His best-case scenario is that Germany will top up its storage tanks (now two-thirds full) with more Russian gas; that the state will secure just enough alternative supplies for the winter, aided by four new huge floating North Sea gas terminals; that it will be a mild winter; and that ‘we have a soft landing rather than a recession’.
Professor Fratzscher’s worst-case outlook is that Russia refuses to resume the gas flows; that the storage tanks run out; that pensioners start freezing to death while companies halt production lines and lay off staff; that unemployment rises by more than half a million; and Germany enters a recession.
Other pundits talk gravely of major civil disorder, of a winter of cold showers and extra jumpers. It is hard to envisage this as I head for Hamburg, where the city’s 30 public swimming complexes are drawing bumper summer crowds.
Michael Dietel, a spokesman for Baderland, which runs them all, explains that public baths are not a form of leisure but a central part of German life. ‘We have had one politician saying that we are a luxury, like chocolate,’ he says. ‘But swimming is an essential.’
Lowering the temperature and shutting the energy-intensive salt baths right now hardly smacks of a crisis. But shutting the doors altogether certainly would.

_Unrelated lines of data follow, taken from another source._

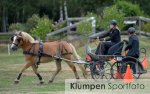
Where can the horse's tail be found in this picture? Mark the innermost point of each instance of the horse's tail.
(81, 66)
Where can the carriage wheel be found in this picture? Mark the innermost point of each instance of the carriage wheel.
(87, 68)
(134, 69)
(99, 71)
(115, 71)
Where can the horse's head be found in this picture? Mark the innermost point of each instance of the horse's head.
(16, 40)
(21, 39)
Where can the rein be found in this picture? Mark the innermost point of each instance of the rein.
(41, 53)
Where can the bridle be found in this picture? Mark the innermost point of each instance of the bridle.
(18, 40)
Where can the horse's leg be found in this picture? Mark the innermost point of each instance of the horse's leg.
(71, 65)
(58, 65)
(27, 65)
(38, 75)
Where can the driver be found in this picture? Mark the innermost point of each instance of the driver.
(113, 36)
(133, 44)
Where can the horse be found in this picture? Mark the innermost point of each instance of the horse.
(36, 52)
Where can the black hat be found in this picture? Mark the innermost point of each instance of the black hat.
(131, 30)
(113, 22)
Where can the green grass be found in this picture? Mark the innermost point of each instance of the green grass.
(11, 64)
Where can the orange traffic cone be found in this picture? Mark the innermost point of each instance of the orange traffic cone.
(145, 63)
(113, 60)
(118, 76)
(128, 78)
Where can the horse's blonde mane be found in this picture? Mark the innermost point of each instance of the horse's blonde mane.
(26, 37)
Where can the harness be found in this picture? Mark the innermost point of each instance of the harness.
(40, 53)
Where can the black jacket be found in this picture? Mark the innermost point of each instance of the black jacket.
(114, 36)
(133, 46)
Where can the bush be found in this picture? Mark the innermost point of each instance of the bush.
(110, 13)
(17, 27)
(146, 27)
(129, 9)
(44, 26)
(59, 25)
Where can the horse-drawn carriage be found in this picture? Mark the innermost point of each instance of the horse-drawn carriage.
(100, 67)
(114, 65)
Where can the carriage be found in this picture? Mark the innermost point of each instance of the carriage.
(114, 65)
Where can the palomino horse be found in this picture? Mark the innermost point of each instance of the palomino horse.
(32, 49)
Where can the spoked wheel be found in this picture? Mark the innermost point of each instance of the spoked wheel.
(101, 71)
(133, 67)
(87, 68)
(115, 71)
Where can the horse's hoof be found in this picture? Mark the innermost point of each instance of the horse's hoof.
(50, 81)
(16, 81)
(42, 82)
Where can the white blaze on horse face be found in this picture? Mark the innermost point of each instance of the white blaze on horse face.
(14, 39)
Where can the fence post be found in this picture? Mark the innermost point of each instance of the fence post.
(8, 46)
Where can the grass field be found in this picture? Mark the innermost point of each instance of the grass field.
(11, 64)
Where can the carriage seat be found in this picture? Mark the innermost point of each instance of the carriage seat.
(116, 49)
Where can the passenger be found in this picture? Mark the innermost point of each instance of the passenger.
(133, 44)
(113, 36)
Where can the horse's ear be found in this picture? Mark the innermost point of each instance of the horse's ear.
(20, 33)
(12, 38)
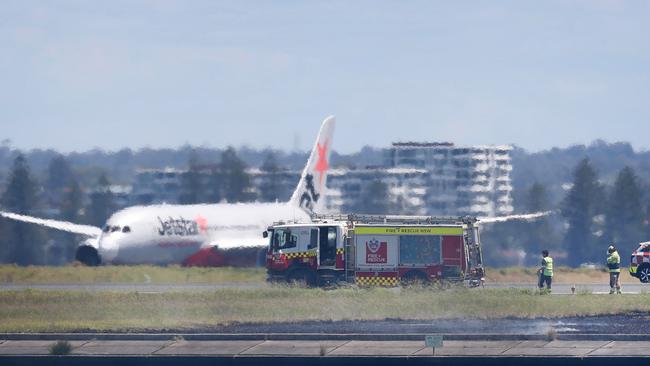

Ultimately, Germans will have to decide how far their duty to the Western coalition against Russian brutality outweighs their own needs. Rationed hot water is one thing. Job losses and hypothermia is another.
I should add that I meet plenty of people who do not want to cede Putin a single inch and are firmly behind presenting a solid Nato front.
Sitting in the Spitzen Gebel in Bremen, I receive an earnest lecture from Volcker, 53, who owns a local freight firm. He starts loudly reciting Churchill: ‘Just remember — “Never surrender!” ’
Nearby, I meet pensioner Gudrun Hermann who tells me: ‘We went through terrible winters after the war with no heating. We can do it.’
No one is denying that this winter will be a bleak one in Britain, too. But perhaps we might also acknowledge that we are not quite the basket case we tend to think we are — and try to avoid jokes about schaden-froid.